I think this is the time for the Moslem leaders to show their "goodness" by supporting their fellow moslems. Why don't we question the role of the leaders of Saudi Arabia, which is the heart of the Moslem religion, in their humanitarian efforts towards their fellow moslems? These countries are very rich and they can certainly afford to contribute money without taking from their citizens.
THIS IS THEIR CHANCE TO SHOW HOW GOOD THEY ARE.
WHERE ARE THEY? WHY DON'T WE ASK FOR A BALANCE OF RESPONSIBILITIES AMONGST NATIONS, NOT JUST THE U.S.?
Michelle, I dont find fault with anything you said. I agree, it would be great if the Muslim world sent money, and they should if they can- no doubt about that. But, we are all human beings; sure we come in different colors and from different cultures- yet in the end does it really matter who contributes as long as it is something one wants to do? I look at it this way, imagine that we the USA had a disaster of that proportion, and for some reason we didnt have enough money for relief, reconstruction etc... does that mean we should depend on ourselves the most in a time of horrific need? I would hope others would step up to the plate and help us out, because it came from their hearts and out of empathy. Just because the Tsunami hit Asia doesnt mean its a Muslim problem. It affects the entire world- and I am glad that I have seen so much empathy from not only the USA, but other countries as well. This is not a political issue, its a catastrophy that has hurt and killed thousands of people. Remember we have more money than most Muslim countries, they are considered third world countries, so how CAN we expect them to donate on the same level we do? Politics play no role in this, but we as caring, loving human beings can play a large role if we choose. I chose to help, and I know many that have done the same. I will continue my donations for an undetermined time period. All I have to do is watch the news, see the tears of horror on the faces of those people that lost entire families, the thousands of children that are now orphaned and its a quick reminder that this disaster could have happened almost anywhere, including the USA- I feel for these people!
By the way: Muslim Countries have contributed money- maybe not on the scale that others have, but we do what we can with what we have. I want to reiterate that in the end, does it matter how much or if the Muslim countries donate? I say no- and why would that be, because none of us are beyond a catastrophic event from happening, AND as one little boy once said, "when the lights go out we are all black." Very good analogy. That is why we have so much division in this world, because even during a catastrophic disaster, in some peoples' minds it still boils down to politics, ignorance and lack of emapthy for our fellow human beings. We are lucky to live in the US, but no one got to pick where they were to live before they were born; Its luck of the draw.
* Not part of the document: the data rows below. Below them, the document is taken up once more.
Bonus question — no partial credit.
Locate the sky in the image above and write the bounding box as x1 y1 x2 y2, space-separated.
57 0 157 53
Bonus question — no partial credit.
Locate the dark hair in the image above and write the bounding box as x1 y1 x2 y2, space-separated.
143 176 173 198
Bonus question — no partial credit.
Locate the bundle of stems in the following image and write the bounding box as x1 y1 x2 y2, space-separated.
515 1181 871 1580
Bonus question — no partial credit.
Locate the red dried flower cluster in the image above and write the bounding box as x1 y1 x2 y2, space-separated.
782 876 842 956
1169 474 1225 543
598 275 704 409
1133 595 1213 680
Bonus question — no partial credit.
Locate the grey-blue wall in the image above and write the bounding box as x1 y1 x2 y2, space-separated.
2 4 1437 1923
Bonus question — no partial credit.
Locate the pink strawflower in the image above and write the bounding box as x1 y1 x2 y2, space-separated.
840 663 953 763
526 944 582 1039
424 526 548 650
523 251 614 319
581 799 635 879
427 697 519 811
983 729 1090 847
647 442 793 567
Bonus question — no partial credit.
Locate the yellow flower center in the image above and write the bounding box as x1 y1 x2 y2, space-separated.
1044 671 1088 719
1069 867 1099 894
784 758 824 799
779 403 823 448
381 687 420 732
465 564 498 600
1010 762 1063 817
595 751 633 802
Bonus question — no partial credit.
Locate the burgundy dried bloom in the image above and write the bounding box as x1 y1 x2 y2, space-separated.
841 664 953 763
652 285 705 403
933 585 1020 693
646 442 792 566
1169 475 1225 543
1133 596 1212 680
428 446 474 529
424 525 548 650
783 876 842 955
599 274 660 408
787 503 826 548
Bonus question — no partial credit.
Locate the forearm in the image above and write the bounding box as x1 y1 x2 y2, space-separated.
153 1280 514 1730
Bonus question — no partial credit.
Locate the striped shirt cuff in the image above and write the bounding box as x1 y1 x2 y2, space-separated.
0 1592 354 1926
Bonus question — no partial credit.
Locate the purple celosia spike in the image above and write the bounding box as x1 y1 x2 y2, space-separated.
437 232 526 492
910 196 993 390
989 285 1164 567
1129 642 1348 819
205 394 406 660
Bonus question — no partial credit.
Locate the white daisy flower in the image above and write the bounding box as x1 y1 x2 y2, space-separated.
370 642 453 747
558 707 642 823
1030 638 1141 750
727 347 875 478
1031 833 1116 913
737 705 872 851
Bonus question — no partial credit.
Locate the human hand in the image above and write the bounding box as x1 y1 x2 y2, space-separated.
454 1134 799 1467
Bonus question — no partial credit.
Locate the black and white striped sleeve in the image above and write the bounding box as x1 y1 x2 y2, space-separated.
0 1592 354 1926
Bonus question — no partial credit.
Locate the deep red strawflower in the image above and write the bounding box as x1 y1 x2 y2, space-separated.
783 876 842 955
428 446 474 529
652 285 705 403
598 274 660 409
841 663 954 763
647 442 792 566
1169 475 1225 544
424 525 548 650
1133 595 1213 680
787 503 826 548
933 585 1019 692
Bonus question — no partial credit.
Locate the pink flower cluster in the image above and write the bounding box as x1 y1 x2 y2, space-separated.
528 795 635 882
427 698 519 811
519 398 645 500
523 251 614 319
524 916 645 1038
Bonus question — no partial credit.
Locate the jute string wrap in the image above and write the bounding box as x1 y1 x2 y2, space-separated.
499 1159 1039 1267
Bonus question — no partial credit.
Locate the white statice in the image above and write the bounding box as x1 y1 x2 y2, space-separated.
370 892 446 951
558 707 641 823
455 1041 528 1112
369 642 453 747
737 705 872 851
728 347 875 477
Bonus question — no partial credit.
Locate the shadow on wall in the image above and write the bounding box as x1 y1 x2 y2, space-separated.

Does that mean we are better than other countries as people just because we live in the US?- NO, we have an obligation to help those that are less fortunate; if we are able to help that is. If there are those that do not want to help/donate etc... then let it go, because this is NOT a time to complain about Muslims and their lack of money towards this disaster or complain about any country for that matter. The Asian people didnt ask for a Tsunami, and they deserve food, water, clean sanitation, access to medical help etc... just as we do. They are people for goodness sake.